Imbuir-se nas cores e nos movimentos imaginativos dos contos mágicos que povoam a literatura
infantil. Também fui uma menina por trás da vidraça. Filha única, meus amigos eram os livros. Os livros
e a Marluce. Marluce sempre foi presença contínua, mesmo distante. Leu comigo página por página a
integrar nossa história de vida. Marluce é como um “Lusíadas”. Um “Dom Quixote”. Um clássico da
literatura em amizade. Ali, como livro fiel e eterno no lugar mais visível da biblioteca de meu viver. O
ano letivo para mim constituía-se em diversão. Os estudos e os colegas faziam parte desse lazer com
responsabilidade: notas altas, aliadas a laços afetivos, cultivados para o consumo imperecível de muitas
e muitas décadas. E aterrisavam as férias! E a solidão desembarcava em meu peito. É bom frisar que a
geração dessa Manaus-infante era desprovida de entretenimento que a pós-modernidade nos propicia
hoje em boa hora. Sem televisão, sem vídeo-game, sem “shopping”, sem internet, sem McDonald’, sem
Caribe, Miami ou Fortaleza, sem crediários… Eram bem poucos os afortunados a usufruir de férias no
Rio de Janeiro. Retornavam carioquíssimos. Com sotaque, bronzeados e gabolas. É verdade que em
matéria de lazer Manaus de vez em quando recebia um circo ali na Praça 14. Tínhamos um Festival
Folclórico no mês de Junho; as pastorinhas do Luso e o Presépio de Branco e Silva no Natal. Ah! E os
cinemas! Dez grandes salas para filmes repetitivos. Levanta a mão Marluce! Não me deixa falsear a
verdade, se não vimos mais de dez vezes “Sissi” (a trilogia), “La Violetera”, “Candelabro Italiano”,
“Dio Come ti amo”, “Os dez Mandamentos”, “Ben-Hur”, “Rei dos Reis” e o recordista em exibições
cinematográficas “A Noiva…” Também tínhamos as celebrações dos aniversários dos amigos, sempre
feito na sua própria casa com vatapá, rizoto de galinha, maionese, salgadinhos, bolo e brigadeiro. Além
do nativo guaraná, Baré, Tuchaua, Andrade, Luseia, Real e Magistral. Ainda não havia sido implantado
o império das bebidas multinacionais. Tínhamos as celebres tubaínas. Mas o que nos faltava em
tecnologia avançada sobrava em criatividade. Nas brincadeiras de rua, nos “assaltos” às casas de família
por foliões no carnaval e batalhas de confete; nas fogueiras e os foguetes dos Junhos; na parada escolar e
militar da Semana da Pátria com fardas reluzentes, rataplans, passos cadenciados, bandeiras, cor, luz,
sons perenes da banda do Benjamim Constant, e o Colégio Estadual e Instituto de Educação com as
acrobacias de suas balizas maravilhosas… Mas por uma tendência da natureza eu gostava da leitura.

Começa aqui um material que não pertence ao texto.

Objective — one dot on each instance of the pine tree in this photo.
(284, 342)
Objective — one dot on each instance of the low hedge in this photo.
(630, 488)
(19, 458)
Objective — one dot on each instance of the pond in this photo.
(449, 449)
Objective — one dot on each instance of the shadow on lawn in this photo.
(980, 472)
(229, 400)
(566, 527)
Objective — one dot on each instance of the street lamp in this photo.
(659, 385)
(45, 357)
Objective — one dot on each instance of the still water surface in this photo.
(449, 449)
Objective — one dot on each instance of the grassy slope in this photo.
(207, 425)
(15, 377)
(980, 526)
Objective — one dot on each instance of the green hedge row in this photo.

Principalmente quando pousavam as férias. E a solidão abria as bagagens em meu peito. E Marluce
viajava para Parintins onde estava parte de sua família. A biblioteca do Colégio Santa Dorotéia cedia às
coleções de Contos Maravilhosos e Mitológicos do Universo, as obras de Monteiro Lobato, e a Série
Sagrada (coleção de dezenas de revistas cada uma narrando a vida de santos e história da Igreja
Católica). Essa leitura proporcionou vibração e policromia àquele tempo dos homens de horas longas.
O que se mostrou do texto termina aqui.